We’re seeing that same sort of effect in social cultures that would claim to be intellectuals of any stripe. I feel the same way meeting another geek as I do meeting an atheist these days. I claim membership in both of those good time clubs, but my defenses are inevitably up. If I were to enter the home of an acquaintance whose book shelves were lined with Hitchens and Dawkins, I would react the same way as if the place was loaded with automatic weapons.

“So, uh… What do you plan on doing with all of this stuff?”

We have flown too close to the sun, and all we can do on our descent to the earth is argue about whether or not Dark Souls should have an easy mode.

So what is there to do?

The solution seems so obvious, but it only came to me when I was watching the videos and pictures of those crowds of Szechuan-loving Rick and Morty fans.

“Christ,” I thought, scrolling through the Twitter Machine. “Somebody oughta pants a couple of these kids.”

And then it occurred to me: where the fuck are all the jocks?


And their fabulous hair?

The legendary, high school movie nurtured, too stereotypical for their own good jocks?

Some might argue that, like Bigfoot and the Berenstein Bears, that they never truly existed. That Biff Tannen and Johnny Lawrence and Andrew Clark were fairy tales: scary stories told to young geeks to keep them in line. But the aging geek demographic: we know better.
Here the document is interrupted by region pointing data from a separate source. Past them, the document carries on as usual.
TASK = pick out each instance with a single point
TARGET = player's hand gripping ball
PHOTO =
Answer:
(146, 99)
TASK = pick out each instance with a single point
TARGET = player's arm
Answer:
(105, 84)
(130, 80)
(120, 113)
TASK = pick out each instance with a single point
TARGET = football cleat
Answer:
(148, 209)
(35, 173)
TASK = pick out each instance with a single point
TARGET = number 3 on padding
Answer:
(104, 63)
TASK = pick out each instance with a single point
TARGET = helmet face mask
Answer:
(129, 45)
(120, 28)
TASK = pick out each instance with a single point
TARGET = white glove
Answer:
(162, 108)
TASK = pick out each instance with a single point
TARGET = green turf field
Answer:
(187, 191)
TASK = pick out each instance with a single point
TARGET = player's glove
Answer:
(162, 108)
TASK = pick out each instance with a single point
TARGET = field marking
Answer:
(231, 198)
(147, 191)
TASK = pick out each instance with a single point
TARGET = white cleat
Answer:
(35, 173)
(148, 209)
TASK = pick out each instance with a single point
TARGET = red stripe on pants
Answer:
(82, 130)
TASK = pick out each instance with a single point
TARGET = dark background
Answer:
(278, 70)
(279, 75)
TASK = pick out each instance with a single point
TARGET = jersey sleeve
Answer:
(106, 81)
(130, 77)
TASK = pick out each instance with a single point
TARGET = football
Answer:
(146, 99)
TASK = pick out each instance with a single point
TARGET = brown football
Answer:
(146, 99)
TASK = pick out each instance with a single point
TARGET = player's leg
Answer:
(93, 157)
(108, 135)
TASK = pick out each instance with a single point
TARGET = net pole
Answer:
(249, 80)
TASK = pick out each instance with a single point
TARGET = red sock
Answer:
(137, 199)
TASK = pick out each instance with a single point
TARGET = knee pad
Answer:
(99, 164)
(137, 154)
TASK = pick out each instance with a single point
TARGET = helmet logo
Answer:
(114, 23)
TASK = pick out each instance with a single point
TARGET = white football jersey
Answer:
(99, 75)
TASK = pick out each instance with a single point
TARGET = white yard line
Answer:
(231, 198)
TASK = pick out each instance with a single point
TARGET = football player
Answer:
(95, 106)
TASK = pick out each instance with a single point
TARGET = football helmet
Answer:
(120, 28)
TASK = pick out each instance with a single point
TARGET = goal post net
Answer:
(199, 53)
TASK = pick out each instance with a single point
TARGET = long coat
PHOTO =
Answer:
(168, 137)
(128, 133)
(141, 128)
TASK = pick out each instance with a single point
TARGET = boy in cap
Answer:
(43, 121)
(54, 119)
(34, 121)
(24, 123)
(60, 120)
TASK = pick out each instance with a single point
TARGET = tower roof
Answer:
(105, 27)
And while they might not have been as dumb or as patently aggressive as the moving pictures told us they were, they existed, and they were the reason you hid your binder full of Magic cards in your locker.
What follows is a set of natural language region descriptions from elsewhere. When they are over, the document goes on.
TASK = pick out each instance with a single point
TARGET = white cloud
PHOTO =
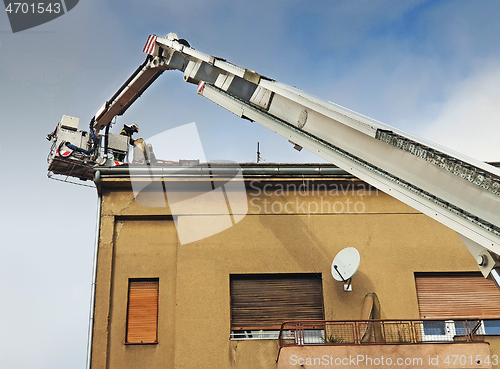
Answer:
(469, 121)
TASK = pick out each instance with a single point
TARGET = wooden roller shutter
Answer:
(142, 314)
(265, 301)
(457, 296)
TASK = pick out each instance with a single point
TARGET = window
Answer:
(142, 311)
(260, 303)
(453, 297)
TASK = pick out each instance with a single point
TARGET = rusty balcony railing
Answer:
(359, 332)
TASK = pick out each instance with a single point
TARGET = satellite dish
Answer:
(345, 264)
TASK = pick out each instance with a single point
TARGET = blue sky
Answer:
(430, 68)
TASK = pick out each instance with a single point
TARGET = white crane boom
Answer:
(458, 191)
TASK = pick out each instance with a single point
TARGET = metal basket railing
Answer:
(357, 332)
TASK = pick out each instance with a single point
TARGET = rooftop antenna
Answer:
(345, 265)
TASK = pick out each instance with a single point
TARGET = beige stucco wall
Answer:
(283, 232)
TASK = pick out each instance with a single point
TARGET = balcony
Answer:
(379, 343)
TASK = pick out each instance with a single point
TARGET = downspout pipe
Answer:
(94, 278)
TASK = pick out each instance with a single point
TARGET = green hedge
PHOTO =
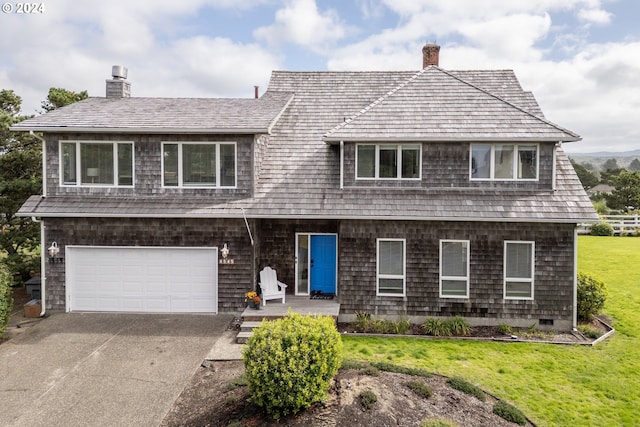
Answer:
(289, 363)
(592, 294)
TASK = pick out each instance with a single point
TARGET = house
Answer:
(420, 193)
(600, 189)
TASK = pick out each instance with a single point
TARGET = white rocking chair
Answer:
(271, 287)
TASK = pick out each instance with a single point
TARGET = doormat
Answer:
(321, 295)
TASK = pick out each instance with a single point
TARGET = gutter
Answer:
(308, 217)
(140, 130)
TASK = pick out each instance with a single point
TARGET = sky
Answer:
(580, 58)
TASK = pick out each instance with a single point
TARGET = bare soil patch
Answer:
(212, 399)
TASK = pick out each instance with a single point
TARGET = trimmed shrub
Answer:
(6, 299)
(289, 362)
(368, 399)
(592, 294)
(458, 326)
(509, 413)
(419, 388)
(445, 328)
(589, 331)
(436, 327)
(504, 329)
(601, 229)
(466, 387)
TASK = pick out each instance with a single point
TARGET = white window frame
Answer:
(530, 280)
(515, 161)
(217, 185)
(455, 278)
(403, 276)
(78, 164)
(399, 148)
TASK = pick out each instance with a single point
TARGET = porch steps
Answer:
(252, 318)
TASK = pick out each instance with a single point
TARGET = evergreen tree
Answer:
(587, 178)
(20, 177)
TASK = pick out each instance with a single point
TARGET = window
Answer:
(96, 163)
(504, 162)
(391, 267)
(377, 161)
(518, 269)
(454, 268)
(200, 165)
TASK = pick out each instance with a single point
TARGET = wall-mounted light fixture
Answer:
(53, 251)
(224, 251)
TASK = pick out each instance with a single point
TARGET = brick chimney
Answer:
(118, 86)
(430, 55)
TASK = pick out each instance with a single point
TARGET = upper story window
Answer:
(504, 162)
(89, 163)
(384, 161)
(454, 268)
(518, 269)
(199, 164)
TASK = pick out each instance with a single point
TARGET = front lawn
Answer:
(553, 385)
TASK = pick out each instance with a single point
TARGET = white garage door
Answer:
(142, 279)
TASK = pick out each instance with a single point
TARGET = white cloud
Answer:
(595, 16)
(300, 22)
(74, 44)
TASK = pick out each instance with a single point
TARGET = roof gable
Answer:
(164, 115)
(436, 105)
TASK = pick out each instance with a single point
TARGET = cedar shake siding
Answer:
(295, 172)
(553, 280)
(233, 279)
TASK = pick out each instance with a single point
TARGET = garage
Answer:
(142, 279)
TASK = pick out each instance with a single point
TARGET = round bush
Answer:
(601, 229)
(592, 293)
(289, 362)
(6, 300)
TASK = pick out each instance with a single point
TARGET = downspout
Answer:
(575, 277)
(553, 163)
(43, 277)
(341, 165)
(44, 162)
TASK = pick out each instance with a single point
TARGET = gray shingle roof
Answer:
(434, 105)
(163, 115)
(568, 204)
(299, 175)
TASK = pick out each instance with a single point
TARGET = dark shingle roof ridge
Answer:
(501, 99)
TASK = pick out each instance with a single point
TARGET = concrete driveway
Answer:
(94, 369)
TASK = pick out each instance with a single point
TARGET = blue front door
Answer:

So I propose that we release the wolves back into Yellowstone Park.

We need to make Geekery geeky again. It needs to return to its roots of secret handshakes and painstakingly designed cryptograms. The deer have flourished for so long that they have begun to believe that they themselves are the wolves. There is such a thing as too much freedom, and we have seen the ugliness that it encourages. Deer write rape threats to women with any level of power. Deer obsess over how many people don’t appreciate their favorite game instead of just enjoying the fucking game. Deer use fallacy memes to stop a conversation in its tracks and show everyone involved just how smart they are.

Deer are terrible people.



We need the wolves to return, and maintain some semblance of balance. A few geeks will be messily devoured by the pack along the way, but that’s the whole point. Return the wolves, and let the geek be niche again. Trust me: we do not need another Avengers movie. You will not miss it as much as you think you do.
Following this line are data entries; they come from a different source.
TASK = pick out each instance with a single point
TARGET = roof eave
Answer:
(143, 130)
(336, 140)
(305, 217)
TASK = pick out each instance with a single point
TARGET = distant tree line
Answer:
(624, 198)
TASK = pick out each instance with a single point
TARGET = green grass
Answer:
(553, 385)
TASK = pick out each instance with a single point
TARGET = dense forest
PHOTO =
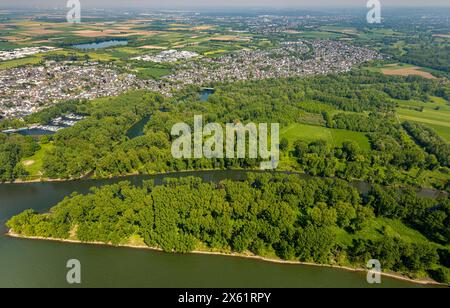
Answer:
(12, 150)
(273, 215)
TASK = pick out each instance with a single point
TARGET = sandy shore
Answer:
(236, 255)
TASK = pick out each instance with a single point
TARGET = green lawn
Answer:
(333, 136)
(435, 114)
(378, 228)
(33, 165)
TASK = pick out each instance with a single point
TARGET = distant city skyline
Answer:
(217, 3)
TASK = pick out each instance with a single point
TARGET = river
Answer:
(31, 263)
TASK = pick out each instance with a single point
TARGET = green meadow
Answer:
(335, 137)
(434, 114)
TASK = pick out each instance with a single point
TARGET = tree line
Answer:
(274, 215)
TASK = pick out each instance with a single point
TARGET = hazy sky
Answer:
(218, 3)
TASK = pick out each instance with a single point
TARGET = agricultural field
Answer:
(402, 69)
(434, 114)
(335, 137)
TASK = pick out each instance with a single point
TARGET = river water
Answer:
(29, 263)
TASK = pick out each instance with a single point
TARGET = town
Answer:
(28, 89)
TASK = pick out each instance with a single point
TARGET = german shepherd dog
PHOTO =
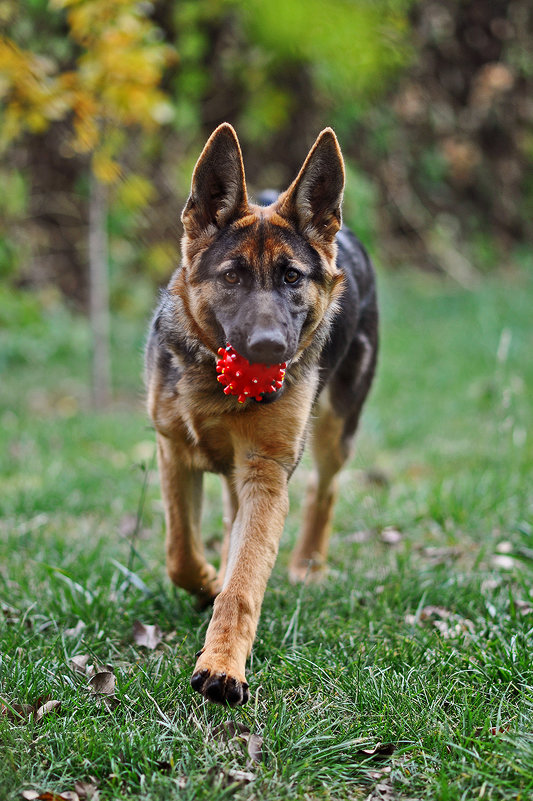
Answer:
(279, 283)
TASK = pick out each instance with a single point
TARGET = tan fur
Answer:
(254, 446)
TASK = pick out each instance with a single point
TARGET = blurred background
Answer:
(106, 104)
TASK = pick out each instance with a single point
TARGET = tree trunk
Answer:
(99, 294)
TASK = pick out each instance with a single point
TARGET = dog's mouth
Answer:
(245, 380)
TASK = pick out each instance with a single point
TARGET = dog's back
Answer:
(280, 288)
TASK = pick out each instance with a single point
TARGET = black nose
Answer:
(266, 346)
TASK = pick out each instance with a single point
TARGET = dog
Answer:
(274, 284)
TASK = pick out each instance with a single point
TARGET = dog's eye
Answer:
(292, 276)
(231, 277)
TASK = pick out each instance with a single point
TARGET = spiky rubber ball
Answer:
(246, 380)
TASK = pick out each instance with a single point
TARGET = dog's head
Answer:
(261, 278)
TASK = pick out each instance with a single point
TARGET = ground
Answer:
(420, 638)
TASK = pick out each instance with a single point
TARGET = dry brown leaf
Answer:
(148, 636)
(18, 713)
(240, 776)
(79, 662)
(46, 708)
(524, 607)
(103, 683)
(441, 555)
(230, 729)
(493, 731)
(236, 735)
(379, 750)
(446, 622)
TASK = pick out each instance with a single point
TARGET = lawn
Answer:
(406, 675)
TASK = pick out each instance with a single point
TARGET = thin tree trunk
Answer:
(99, 293)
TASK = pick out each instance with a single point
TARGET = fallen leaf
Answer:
(379, 750)
(493, 731)
(103, 683)
(241, 776)
(447, 623)
(78, 663)
(236, 735)
(441, 555)
(148, 636)
(230, 729)
(504, 547)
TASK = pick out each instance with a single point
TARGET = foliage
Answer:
(119, 62)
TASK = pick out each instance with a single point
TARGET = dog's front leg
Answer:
(261, 486)
(181, 487)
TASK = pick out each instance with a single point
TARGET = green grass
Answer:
(444, 457)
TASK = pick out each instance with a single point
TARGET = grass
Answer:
(421, 637)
If you’re reading this, you can help. If you see a man with unfortunate taste in headwear arguing in a Starbucks about how his Firefly fanfic is the obvious choice for a jumping off point to season two and how if Joss Whedon would just return his emails he could begin the Kickstarter tomorrow? You put that gentleman in a headlock, take his stupid hat, and tell him he can’t have it back until he shouts “Picard sucks!” Lift his shirt, and engage in the ancient martial rite of pinkbelly. Stick his head in a toilet (a clean one—let’s not be cruel, here) and flush.

Do something, for god’s sake: you have a responsibility.

Now, I know what a lot of you former and current jocks might be wondering. You’re wondering if I’m asking you, a grown man, to swirly another grown man based solely on his hobbies and interests, however obnoxious?


“But Phil, I’m not the guy you knew before. I’m a 35 year old man with a family, a house, and successful career.”

That’s great. But that 35 year old over there in the Goku wig just threatened to kill someone’s entire family if he didn’t get a crate of Szechuan sauce.

“Is the sauce that good?”

I have no idea. He has no idea. This time last year he’d never even heard of it. But a cartoon told him he should love it. That guy needs balance. And maybe, just maybe: an Indian burn could provide some.